Former managing editor Stephen Cowles, who worked for the newspaper for 20 years, recalled that White often glared at him and “wouldn’t give me the time of day” when Cowles first started at the newspaper in 1984. It took Cowles a little while to realize it was White’s way of having fun.
“He would just give me these baleful looks, as if my very presence bothered him,” Cowles said. “Of course, it was all in fun. He was pulling my leg.”
Another former managing editor, Luefras Robinson, worked with White at the newspaper for about eight years.
“He was sort of like a father figure in many ways,” she said. “He had a good sense of humor but would always drop a dose of wisdom. He was such a mainstay and fixture around Suffolk.”
Yet another former managing editor, Tim Copeland, said White was unique and fun to be around.
“Harvey’s one of those guys that you get to work with and it’s a privilege to have worked with him,” Copeland said. “He was full of stories and as dependable as the day is long.”
For Linda Bunch, executive director of the Suffolk Art League, White’s dependably frequent visits to the Suffolk Art Gallery (formerly the Suffolk Museum) were a huge help in publicizing their programs. She’s the one who told the story about why White was called “Three-Shot Harvey.”
“He was just so wonderful to us at the art league and the gallery,” she said. “He’d check in with us on a regular basis and keep our picture and name in the paper. He was always interested and just a genuinely nice person.”
White’s morning rituals also were well-known in the community. Over the years, he jumped from the Holiday Inn to Hardee’s to Chick-fil-A, but he was always somewhere getting breakfast and coffee.
“He’s just always been an institution in Suffolk,” Solomon said. “If there was a football game or a car race or a parade, you always saw Harvey White.”
To his family, White’s photography was what kept food on their table, but it also provided a sense of enjoyment.
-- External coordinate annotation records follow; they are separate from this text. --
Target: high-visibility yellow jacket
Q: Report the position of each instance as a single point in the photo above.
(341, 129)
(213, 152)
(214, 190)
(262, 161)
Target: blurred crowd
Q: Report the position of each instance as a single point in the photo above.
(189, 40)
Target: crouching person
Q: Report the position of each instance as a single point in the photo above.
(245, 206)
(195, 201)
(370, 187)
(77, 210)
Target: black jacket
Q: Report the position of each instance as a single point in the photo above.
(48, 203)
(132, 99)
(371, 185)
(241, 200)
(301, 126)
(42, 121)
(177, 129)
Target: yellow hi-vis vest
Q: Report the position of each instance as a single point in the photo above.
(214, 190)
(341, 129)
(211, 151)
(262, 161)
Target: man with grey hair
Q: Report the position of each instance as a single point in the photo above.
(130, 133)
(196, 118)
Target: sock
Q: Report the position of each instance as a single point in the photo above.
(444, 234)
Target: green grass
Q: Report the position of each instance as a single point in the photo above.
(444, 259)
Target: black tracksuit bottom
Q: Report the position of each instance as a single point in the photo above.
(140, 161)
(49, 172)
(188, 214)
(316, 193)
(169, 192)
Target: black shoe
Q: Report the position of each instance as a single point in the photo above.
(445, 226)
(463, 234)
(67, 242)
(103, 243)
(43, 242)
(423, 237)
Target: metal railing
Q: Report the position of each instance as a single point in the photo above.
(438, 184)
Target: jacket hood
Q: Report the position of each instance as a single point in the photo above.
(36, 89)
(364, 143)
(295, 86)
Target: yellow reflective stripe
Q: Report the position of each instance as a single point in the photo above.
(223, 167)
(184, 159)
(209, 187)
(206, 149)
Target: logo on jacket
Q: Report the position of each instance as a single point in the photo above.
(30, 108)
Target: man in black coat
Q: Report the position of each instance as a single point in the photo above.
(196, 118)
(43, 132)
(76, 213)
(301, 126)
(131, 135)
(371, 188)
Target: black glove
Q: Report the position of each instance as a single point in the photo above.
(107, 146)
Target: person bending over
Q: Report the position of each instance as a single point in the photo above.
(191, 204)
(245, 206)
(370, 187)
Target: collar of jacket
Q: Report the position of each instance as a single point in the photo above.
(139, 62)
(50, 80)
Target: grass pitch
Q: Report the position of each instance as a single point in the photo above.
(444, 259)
Daughter LuAnne Casper worked with her father at the SureShot Photo on Washington Street for more than a decade, and Carla Bugg begged to go to work with him when she heard him wake up in the middle of the night.
“I used to love going to the wrecks with him,” Bugg said, recalling that her father was wide awake after hearing the codes for a fire or car accident but slept through the rest of the chatter on the police scanner. “I always thought that was the coolest thing. But I never saw anything. He made me stay in the car.”
White’s second wife, Betty White, said this week there would never be another like him.
“He was a really good man and a good husband,” she said. “He was just really funny and weird.”
White’s daughters by his first marriage said their father found his true love in their stepmother.
“He found his soul mate and true love in Betty,” Bugg said.
White, who was 77, had been in declining health in the past two or three years. Last month, he was diagnosed with Stage 4 adrenal sarcoma cancer in the lung, which is not caused by smoking. Options were quickly exhausted, and he was brought home to be on hospice care. But he was still laughing, family members said.
“He would do tricks all the time, right on up to right before he passed away,” granddaughter Jessica York said. When she asked if he was angry that furniture had been moved around to accommodate his hospital bed, he said, “Yes, I am.”
“Then he busted out laughing,” York said. “He said my face was hilarious.”
Wise, professional, dependable, loving and funny to the very end, there will never be another Harvey White in Suffolk.